Menulis merupakan wujud transformasi terdalam mengenali diri. Menulis juga mewadahi imajinasi perubahan. Pengalaman yang ia tuangkan dalam tulisan akan dibentuk dan dijalinkan antara peristiwa satu dengan peristiwa yang lain. Guglielno melihat para testimoni perempuan imigran di Italia bahwa tulisan merupakan alat kehidupan bagaimana mengenali tantangan dan kegelisahan. Dari sini motivasi, orientasi, harapan perempuan dibangun di bawah rezim imperium untuk bangkit melakukan perlawanan.
Diskusi yang hadir dalam konteks kemauan menulis sebagai bagian yang harus ada dalam kebudayaan manusia, menurut saya, jangan terlalu diforsir untuk kebutuhan dan penunjang kebudayaan kapitalisme yang tertumpu secara tunggal pada kekuasaan penerbit dan melihat norma royalti sebagai konsekuensi logis dari hasil akhir sebuah tulisan. Itu memiskinkan mental dan membikin trauma bagi penulis pemula.
Menulis sebagai kehendak. Eksistensi ini yang harus dipupuk dan dielaborasi agar manusia mau menghidupi kisah-kisah hidupnya melalui tulisan. Saya hendak mengatakan bahwa tulisan adalah jalinan kisah kehidupan. Oleh karena itu, menulis harus dipandang lebih ringan, bebas, menghibur, dan menjadi alat bagi penguasaan jati diri dan media solusi atas problem hidup. Ia bisa bebas dikembangkan oleh penulis sebagai alat otokritik dan kritik tanpa diembel-embeli oleh pakem kepenerbitan dan royalti sebagai bagian dari nilai ekonomis kapitalistik. Proyeksi ini hanya menciptakan imajinasi produk tulisan agar selalu patuh dan menjadi ruang hegemoni kapitalisme media.

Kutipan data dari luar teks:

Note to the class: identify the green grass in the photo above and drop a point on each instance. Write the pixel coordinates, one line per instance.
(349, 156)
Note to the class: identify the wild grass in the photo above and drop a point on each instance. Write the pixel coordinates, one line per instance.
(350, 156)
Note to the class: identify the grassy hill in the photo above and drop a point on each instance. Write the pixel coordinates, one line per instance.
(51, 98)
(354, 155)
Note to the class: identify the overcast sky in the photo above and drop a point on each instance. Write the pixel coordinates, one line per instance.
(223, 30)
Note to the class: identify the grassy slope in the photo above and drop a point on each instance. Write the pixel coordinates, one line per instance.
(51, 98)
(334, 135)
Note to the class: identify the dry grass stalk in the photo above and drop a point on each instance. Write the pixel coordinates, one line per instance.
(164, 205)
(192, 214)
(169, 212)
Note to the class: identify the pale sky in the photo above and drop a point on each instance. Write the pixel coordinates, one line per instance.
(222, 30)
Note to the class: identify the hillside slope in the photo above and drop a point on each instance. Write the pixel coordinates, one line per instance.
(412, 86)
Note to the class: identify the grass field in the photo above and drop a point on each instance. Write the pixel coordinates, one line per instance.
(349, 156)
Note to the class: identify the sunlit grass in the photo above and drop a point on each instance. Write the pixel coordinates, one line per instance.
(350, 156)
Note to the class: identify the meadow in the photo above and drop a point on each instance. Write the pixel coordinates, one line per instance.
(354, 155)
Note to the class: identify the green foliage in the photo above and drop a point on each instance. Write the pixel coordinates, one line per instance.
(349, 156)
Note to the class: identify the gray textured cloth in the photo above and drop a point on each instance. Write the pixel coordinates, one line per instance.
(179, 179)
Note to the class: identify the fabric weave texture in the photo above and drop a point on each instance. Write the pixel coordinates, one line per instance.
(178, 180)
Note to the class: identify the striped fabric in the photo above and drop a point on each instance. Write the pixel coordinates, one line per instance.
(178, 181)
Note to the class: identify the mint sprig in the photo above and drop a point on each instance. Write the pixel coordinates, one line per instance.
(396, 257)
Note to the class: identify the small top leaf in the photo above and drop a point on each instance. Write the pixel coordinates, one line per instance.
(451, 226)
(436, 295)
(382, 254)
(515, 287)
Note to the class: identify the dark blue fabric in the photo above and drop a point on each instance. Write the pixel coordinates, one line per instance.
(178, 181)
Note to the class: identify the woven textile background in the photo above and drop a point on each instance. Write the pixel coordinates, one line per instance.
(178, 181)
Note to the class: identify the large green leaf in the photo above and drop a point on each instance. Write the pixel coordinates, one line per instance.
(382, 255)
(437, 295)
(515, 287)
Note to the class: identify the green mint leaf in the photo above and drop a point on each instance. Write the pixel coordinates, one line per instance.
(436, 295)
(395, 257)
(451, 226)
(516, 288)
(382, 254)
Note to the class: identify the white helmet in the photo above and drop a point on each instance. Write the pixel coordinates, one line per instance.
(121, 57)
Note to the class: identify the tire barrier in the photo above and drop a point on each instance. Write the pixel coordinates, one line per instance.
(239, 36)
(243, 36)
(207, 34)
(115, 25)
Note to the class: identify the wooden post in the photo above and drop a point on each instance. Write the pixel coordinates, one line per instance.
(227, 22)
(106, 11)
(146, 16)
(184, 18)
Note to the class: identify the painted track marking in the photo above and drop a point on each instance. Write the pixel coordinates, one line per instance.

Menulis berarti menyoal otentisitas manusiawi. Argumentasi ini saya kembangkan pada ranah pembelajaran psikologi melalui menulis. Mahasiswa saya menjadi begitu linglung ketika saya tuntut ia untuk memenuhi kaidah standar ilmiah dalam penulisan sebuah tugas matakuliah, terutama tentang tata bahasa. Tetapi saya heran ketika mereka diminta menuliskan autobiografi ihwal sejarah tentang diri mereka secara bebas, tidak perlu dibatasi ketat bagaimana mereka menyusun kalimat dengan bahasa Indonesia yang baik dan benar. Nyatanya tulisan mereka hidup, mengalir, menjiwai, lanskap historis dari rangkaian peristiwa terjalin, kebebasan mereka hidup, pengakuan atas kesalahan begitu jujur, solusi atas problemnya menjadi praktik yang membebaskan. Jiwa-jiwa mereka tidak lagi kerdil dan tidak mampat oleh himpitan dan kaidah-kaidah bagaimana menulis yang baik dan benar.
Menulis sebagai praktik berbudaya. Anjuran saya, “ayo setiap diri, menulislah.” Hidupi kisah hidup kita dengan tulisan-tulisan ringan. Bisa berbentuk diary, puisi ringan, atau cuplikan kisah-kisah menarik kita, menggoreskan tinta dalam kalimat pendek seperti poster di lembaran kertas yang tidak berguna. Problem hidup kita yang terasa pahit, rahasia-rahasia kita yang kadang kita sumpal dalam-dalam, keluarkanlah melalui tulisan-tulisan yang mengalir. Tidak perlu taat azas bahasa yang baik dan benar atau takut menjauhi ruh ilmiah atas tulisan kita. Inilah praktik literasi yang membebaskan.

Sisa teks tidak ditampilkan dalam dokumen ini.